VPCs provides a convenient network isolation method that facilitates your network policy planning for managed Hadoop clusters. Network ACLs and security groups can be created to filter traffic at the subnet and host levels, to meet your network security needs in all aspects. Tencent Cloud security reinforcement service provides an integrated security solution for EMR clusters, covering network protection, intrusion detection and vulnerability protection.

Features

Quick Deployment

It takes just three steps to launch a dedicated big data cluster in the EMR Console. EMR provides a wide range of open-source big data components which can be mixed and matched as needed during cluster creation, including but not limited to Hive, Spark, HBase, Presto, Flink, and Storm. EMR also offers secure and cost-effective cloud-based Hadoop services featuring high reliability and elastic scalability. In addition, you can use APIs to retain creation parameters to recreate and terminate clusters as often as you want.
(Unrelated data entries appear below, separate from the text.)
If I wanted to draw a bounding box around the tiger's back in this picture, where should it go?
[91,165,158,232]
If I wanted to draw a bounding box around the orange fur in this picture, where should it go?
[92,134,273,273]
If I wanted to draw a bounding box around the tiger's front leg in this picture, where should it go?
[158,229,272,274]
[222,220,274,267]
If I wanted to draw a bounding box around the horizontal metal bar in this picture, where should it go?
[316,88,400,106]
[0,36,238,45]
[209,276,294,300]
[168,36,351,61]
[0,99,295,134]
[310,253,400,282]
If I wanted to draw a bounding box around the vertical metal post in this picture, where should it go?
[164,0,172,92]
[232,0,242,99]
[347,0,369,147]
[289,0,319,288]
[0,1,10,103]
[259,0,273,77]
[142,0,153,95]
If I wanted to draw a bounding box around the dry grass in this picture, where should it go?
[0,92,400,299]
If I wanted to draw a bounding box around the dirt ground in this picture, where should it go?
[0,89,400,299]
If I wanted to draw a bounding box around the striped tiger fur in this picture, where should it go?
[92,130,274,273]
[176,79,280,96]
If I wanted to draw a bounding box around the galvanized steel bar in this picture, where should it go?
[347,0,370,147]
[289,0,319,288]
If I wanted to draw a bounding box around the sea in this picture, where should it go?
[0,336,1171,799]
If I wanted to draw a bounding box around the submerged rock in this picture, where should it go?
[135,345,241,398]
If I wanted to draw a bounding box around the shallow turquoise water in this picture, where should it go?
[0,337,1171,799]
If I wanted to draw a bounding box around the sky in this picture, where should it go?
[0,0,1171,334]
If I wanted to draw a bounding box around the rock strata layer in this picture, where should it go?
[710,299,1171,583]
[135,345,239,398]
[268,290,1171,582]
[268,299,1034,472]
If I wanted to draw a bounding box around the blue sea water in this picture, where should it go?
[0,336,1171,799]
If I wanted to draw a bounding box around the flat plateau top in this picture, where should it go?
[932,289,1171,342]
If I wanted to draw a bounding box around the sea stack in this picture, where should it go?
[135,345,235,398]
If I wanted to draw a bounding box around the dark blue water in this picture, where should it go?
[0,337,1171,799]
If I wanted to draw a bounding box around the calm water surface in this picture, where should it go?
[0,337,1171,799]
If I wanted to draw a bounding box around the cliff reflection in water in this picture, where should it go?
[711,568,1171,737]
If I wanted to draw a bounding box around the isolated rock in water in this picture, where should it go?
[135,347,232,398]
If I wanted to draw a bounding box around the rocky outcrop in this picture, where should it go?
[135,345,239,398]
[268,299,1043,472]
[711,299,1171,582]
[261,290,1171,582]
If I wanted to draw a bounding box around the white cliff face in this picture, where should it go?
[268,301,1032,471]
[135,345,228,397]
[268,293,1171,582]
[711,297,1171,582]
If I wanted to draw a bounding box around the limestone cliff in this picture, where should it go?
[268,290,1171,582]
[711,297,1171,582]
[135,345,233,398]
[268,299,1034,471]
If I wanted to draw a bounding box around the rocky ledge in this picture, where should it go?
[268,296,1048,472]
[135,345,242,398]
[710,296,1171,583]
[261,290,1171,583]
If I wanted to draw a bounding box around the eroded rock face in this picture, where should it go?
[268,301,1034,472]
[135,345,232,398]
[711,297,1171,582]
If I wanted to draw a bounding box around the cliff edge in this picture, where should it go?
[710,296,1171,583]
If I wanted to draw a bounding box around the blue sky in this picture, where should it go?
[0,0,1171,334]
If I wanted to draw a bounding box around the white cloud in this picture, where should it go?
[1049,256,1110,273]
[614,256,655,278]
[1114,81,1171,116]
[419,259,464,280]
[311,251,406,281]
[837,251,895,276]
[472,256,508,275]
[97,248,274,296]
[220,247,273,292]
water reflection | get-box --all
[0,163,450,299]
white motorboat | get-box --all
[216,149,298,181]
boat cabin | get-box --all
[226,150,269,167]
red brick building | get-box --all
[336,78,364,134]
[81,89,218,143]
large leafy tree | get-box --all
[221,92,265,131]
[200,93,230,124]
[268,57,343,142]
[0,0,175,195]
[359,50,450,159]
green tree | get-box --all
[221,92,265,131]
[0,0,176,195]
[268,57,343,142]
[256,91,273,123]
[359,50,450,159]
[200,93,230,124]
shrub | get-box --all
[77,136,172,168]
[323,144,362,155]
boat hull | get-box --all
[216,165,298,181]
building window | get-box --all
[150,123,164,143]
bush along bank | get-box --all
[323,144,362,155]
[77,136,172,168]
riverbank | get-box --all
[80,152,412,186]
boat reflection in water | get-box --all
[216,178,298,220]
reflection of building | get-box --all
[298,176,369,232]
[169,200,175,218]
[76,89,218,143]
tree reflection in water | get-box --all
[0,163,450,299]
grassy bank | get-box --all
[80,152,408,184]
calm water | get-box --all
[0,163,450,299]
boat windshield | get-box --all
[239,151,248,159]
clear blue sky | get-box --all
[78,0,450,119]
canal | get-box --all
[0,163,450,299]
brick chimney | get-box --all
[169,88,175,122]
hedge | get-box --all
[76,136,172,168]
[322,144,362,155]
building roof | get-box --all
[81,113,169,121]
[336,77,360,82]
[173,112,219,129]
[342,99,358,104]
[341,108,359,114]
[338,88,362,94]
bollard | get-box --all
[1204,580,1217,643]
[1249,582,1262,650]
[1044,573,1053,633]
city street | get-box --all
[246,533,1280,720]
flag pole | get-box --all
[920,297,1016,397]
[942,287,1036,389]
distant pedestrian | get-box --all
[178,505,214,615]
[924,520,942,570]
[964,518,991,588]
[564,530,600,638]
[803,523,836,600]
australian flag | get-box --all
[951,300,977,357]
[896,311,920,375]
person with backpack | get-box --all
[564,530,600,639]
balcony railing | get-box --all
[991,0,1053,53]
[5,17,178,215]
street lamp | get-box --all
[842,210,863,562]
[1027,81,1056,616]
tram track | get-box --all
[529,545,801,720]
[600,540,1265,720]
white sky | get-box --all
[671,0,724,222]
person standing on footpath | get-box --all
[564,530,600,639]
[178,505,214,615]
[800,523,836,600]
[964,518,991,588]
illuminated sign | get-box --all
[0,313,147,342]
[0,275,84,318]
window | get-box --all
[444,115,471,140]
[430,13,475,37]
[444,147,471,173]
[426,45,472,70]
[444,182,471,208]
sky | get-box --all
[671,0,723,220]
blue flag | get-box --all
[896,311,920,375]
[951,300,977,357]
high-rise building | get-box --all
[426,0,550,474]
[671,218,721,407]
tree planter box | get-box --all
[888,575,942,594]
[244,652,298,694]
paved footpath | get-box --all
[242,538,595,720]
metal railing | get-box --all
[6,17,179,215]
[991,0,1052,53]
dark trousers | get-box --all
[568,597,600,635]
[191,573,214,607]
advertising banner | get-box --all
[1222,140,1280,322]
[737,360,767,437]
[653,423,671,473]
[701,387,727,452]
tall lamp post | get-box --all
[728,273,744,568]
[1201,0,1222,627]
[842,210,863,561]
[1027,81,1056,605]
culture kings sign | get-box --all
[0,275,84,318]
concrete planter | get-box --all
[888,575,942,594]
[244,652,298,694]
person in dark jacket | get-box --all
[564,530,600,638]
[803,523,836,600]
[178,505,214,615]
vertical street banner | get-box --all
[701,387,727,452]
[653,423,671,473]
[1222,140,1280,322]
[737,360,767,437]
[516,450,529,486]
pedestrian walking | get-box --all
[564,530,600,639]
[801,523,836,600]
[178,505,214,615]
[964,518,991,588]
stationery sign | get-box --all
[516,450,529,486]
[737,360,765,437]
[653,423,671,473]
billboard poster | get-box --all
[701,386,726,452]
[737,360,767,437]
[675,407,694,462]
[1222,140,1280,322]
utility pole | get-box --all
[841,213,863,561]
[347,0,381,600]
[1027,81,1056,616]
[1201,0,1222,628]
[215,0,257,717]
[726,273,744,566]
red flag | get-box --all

EMR supports cluster deployment on a variety of models, allowing you to configure the type and amount of cluster CPU, memory, and storage capacity for different business scenarios.

scenarios

Offline Data Analytics

After syncing massive amounts of log from business servers such as games, web applications and mobile apps to EMR nodes or COS, you can use tools like Hue to leverage Hive, Spark, Presto and other mainstream computing frameworks to gain data insights promptly.

HBase

HBase is a highly scalable column-based distributed big data storage system. EMR supports native HBase components, allowing you to create and use the managed HBase clusters conveniently and promptly. Low-latency SQL access to HBase databases is made possible with the aid of the Phoenix tool.

Streaming Data Processing

After the data generated in real time on business servers is pushed to the messaging middleware through APIs and SDKs in programs/tools, it can be analyzed in EMR by selecting the appropriate streaming data processing engine to implement real-time data computation and decision-making.

COS Data Analytics

Massive amounts of data stored in COS can be quickly analyzed by EMR for complete storage-computation separation. This enables you to take full advantage of various data synchronization tools provided by COS. In addition, you can use multiple Hadoop cluster versions to analyze the same data to achieve data consistency and resolve legacy issues caused by the coexistence of multi-version Hadoop clusters.